By MIKE HINMAN
Daily News reporter
Dissident nurses at Alaska Regional Hospital
have petitioned to decertify the union that represents them, saying
the union hasn't made enough progress in obtaining a permanent
contract. Before a decertification vote can take place,
the National Labor Relations Board must give its approval. The
agency must decide if an interim contract reached by the union,
Laborers Local 341, and the hospital is a legitimate collective
bargaining agreement and, if it is, whether it prevents the nurses
from holding a decertification vote at this time.
An NLRB official held a hearing on the matter
Wednesday. The agency's regional director in Seattle could make
a decision on a decertification vote in two weeks, said Norm Hayashi,
the NLRB's hearing officer. The nurses filed the decertification petition
April 19, a week after the interim contract was signed. At least
30 percent of the bargaining unit's roughly 215 nurses were required
to sign the petition to force the issue to a vote. The petition drive started in March, long
before the agreement was signed, said Susan Schapira, spokeswoman
for the dissident nurses.
The nurses are also upset with the suddenness
of the interim contract, which they believe is worse than a contract
that was rejected in May 1998, and with a lack of communication
between the union and its nurses, Schapira said. "We feel the union has not represented
the nurses well," Schapira said at the hearing.

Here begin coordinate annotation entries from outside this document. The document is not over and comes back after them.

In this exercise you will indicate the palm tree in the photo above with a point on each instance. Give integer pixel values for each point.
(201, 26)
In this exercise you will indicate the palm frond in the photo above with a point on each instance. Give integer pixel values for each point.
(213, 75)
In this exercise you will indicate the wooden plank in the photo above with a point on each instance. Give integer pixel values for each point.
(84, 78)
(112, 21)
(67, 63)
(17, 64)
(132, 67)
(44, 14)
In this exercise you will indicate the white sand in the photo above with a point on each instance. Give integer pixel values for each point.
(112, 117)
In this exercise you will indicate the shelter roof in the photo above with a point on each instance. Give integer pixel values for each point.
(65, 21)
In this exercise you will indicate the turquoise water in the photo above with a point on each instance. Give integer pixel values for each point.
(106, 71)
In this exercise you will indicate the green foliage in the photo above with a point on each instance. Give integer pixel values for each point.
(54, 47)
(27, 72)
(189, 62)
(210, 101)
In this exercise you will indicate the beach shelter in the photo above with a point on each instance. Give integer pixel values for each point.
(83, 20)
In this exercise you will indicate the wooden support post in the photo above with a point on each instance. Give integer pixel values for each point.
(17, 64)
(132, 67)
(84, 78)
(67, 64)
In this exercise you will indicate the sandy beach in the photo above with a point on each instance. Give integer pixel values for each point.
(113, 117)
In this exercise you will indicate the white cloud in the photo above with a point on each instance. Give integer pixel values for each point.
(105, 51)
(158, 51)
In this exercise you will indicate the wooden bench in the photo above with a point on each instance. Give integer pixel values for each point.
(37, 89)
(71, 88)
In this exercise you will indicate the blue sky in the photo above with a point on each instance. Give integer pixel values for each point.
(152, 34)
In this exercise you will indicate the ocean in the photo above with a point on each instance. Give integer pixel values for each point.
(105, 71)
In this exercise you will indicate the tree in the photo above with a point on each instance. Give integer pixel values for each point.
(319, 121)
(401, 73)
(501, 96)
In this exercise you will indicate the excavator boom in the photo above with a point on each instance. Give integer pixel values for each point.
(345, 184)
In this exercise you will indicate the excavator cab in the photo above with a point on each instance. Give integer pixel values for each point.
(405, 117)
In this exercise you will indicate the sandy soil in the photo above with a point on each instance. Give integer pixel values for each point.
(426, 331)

The hospital and the dissident nurses debated
the need for the interim agreement during Wednesday's hearing.
The hospital's attorney said it wanted some
sort of agreement to prevent the kind of labor problems that have
occurred at Providence Alaska Medical Center, where nurses went
on strike April 15. The interim contract has a no strike/no lockout
clause. "We needed to have an assurance of stability,"
said Mallory Phillips, Alaska Regional's attorney.
The nurses countered that they had already
agreed not to strike while negotiations continued. That was not good enough, Phillips said.
The hospital needed a legally binding document, not just the negotiator's
word. He said the hospital also wanted a "market
correction" to its nurses' wages to keep the hospital competitive
in retaining and recruiting nurses. The increases were not an across-the-board
raise and were given to about half of the nurses. The others have
not received a raise since the nurses voted to unionize in September
1996, Phillips said.
The interim agreement calls for both sides to continue negotiations until a final agreement is reached. Issues not covered in the agreement include pay raises for the nurses who didn't receive the market correction, shift differentials and staffing issues, said Mano Frey, business manager of Local 341.